Opinion
No. ED 98298.
2012-11-20
Appeal from the Circuit Court of the City of St. Louis, Steven R. Ohmer, Judge. Carlos D. Wade, Sr., Bonne Terre, MO, Acting Pro Se. Jessica P. Meredith, Jefferson City, MO, for Plaintiff/Respondent.
Appeal from the Circuit Court of the City of St. Louis, Steven R. Ohmer, Judge.
Carlos D. Wade, Sr., Bonne Terre, MO, Acting Pro Se. Jessica P. Meredith, Jefferson City, MO, for Plaintiff/Respondent.
SHERRI B. SULLIVAN, J.
Introduction
Carlos Wade, Sr. (Appellant) appeals from the circuit court's denial of his Sunshine Law Motion to Obtain 911 Tape from the St. Louis Police Department. We dismiss the appeal for lack of a final, appealable judgment.
Factual and Procedural Background
Appellant was charged by indictment with one count of first-degree murder, two counts of first-degree assault, and three counts of armed criminal action. The jury convicted Appellant on all counts and the court sentenced Appellant to consecutive terms of life without eligibility for probation or parole for murder, fifteen years for each count of assault, and thirty years for each count of armed criminal action. This court affirmed Appellant's convictions and sentences on appeal. State v. Wade, 998 S.W.2d 95 (Mo.App. E.D.1999).
Appellant subsequently filed a Rule 29.15 motion for post-conviction relief. Wade v. State, 42 S.W.3d 842 (Mo.App. E.D.2001). The motion court denied his motion and this Court affirmed the denial on appeal. Id.

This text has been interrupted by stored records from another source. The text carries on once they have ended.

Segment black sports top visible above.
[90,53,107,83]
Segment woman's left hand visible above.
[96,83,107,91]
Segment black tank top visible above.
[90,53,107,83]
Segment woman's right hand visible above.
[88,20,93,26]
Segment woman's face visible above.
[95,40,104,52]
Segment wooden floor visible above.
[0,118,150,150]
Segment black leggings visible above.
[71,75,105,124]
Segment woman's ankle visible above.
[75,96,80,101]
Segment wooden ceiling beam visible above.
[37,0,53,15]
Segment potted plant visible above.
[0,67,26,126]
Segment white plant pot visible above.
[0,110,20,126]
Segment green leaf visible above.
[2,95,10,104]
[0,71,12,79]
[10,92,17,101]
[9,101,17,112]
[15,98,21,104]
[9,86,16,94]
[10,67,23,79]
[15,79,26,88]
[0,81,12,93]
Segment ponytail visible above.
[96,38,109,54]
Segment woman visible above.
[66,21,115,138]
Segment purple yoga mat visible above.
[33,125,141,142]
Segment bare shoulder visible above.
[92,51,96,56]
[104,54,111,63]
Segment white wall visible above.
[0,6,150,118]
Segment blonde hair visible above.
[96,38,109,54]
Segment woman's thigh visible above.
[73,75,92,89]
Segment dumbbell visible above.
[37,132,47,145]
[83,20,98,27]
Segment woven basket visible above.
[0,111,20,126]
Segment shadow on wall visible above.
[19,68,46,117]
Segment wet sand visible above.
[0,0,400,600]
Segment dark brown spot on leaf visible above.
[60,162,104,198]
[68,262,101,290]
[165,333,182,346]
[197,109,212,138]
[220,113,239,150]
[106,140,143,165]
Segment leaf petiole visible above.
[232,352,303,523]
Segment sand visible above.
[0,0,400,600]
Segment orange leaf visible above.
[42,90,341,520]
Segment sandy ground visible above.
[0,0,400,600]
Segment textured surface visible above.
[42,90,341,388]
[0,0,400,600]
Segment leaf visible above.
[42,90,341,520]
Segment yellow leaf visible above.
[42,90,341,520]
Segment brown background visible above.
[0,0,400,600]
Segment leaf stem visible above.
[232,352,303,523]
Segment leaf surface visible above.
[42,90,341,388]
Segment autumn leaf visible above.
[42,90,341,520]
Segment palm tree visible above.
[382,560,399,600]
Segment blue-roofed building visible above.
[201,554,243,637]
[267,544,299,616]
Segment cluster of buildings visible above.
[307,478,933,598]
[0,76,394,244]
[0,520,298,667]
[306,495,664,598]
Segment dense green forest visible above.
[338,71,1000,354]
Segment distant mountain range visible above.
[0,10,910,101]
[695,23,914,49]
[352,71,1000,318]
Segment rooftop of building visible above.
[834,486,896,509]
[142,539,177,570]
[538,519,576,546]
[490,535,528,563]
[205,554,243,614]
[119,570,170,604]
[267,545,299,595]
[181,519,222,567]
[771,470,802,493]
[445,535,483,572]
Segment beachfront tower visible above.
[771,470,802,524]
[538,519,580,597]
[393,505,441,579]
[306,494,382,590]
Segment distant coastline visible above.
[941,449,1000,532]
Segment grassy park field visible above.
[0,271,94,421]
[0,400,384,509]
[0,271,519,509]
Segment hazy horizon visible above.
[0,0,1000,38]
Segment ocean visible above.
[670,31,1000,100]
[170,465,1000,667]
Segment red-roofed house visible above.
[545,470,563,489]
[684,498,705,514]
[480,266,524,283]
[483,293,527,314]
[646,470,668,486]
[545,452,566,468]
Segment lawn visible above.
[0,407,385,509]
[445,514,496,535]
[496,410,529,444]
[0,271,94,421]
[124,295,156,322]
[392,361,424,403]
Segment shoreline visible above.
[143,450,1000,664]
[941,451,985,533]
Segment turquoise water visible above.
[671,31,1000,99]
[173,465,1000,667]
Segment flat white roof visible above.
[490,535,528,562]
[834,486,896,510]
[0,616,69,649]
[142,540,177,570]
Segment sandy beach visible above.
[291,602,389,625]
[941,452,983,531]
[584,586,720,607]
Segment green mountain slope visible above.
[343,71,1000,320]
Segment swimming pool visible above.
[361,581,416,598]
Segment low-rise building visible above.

On August 17, 2011, Appellant filed a Motion to Obtain 911 Tape From St. Louis Police Department. Appellant filed the motion under the cause number for his original criminal trial, No. 22951–04326A. Appellant sought an order from the court giving him permission to obtain 911 tape recordings related to his criminal conviction.On February 10, 2012, the court denied Appellant's motion. This appeal follows.
Point Relied On
On appeal, Appellant argues the circuit court erred in denying his motion for an order to obtain the 911 tape recording of the St. Louis Metropolitan Police Department under the Missouri Sunshine Law Sections 610.100 and 610.200, because the information contained in the recording would have impeached the State's witness, Angela Hickman, and refuted the State's entire case had it been disclosed; and it is in clear violation of Appellant's Sixth and Fourteenth Amendment rights of the United States Constitution and Article I, Sections 2, 10, and 18(a) of the Missouri State Constitution, resulting in fundamental unfairness.
All statutory references are to RSMo.2006, unless otherwise indicated.
Discussion
Pursuant to Section 610.150, information acquired by law enforcement agencies via 911 calls are inaccessible to the general public. However, these closed records are available pursuant to a valid court order authorizing disclosure upon motion and good cause shown. Section 610.150.
“Any person may bring an action pursuant to this section in the circuit court having jurisdiction to authorize disclosure of the information contained in an investigative report of any law enforcement agency, which would otherwise be closed pursuant to this section. The court may order that all or part of the information contained in an investigative report be released to the person bringing the action.” Section 610.100.5. An aggrieved party may seek judicial enforcement of Sections 610.010 to 610.026 by bringing a suit against the public governmental body in the circuit court for the county in which the public governmental body has its principal place of business. Section 610.027.1.
Appellant did not bring a suit against the St. Louis Metropolitan Police Department under the Sunshine Law as required by Section 610.027. Instead, he filed a motion in his original criminal proceeding.
An appeal in criminal cases arises only where there is a “final judgment.” Section 547.070, State v. Goodloe, 285 S.W.3d 769 (Mo.App. E.D.2009). In a criminal case a “final judgment” occurs only when sentence is entered. Goodloe, 285 S.W.3d 769. Here, Appellant appeals from the denial of motion filed years after his conviction and sentence was entered. The court's denial imposed no sentence and, therefore, is not a “final judgment” for purposes of appeal. We dismiss the appeal for lack of a final, appealable judgment.
Conclusion
Appellant's appeal is dismissed.
CLIFFORD H. AHRENS, P.J., and GLENN A. NORTON, J., concur.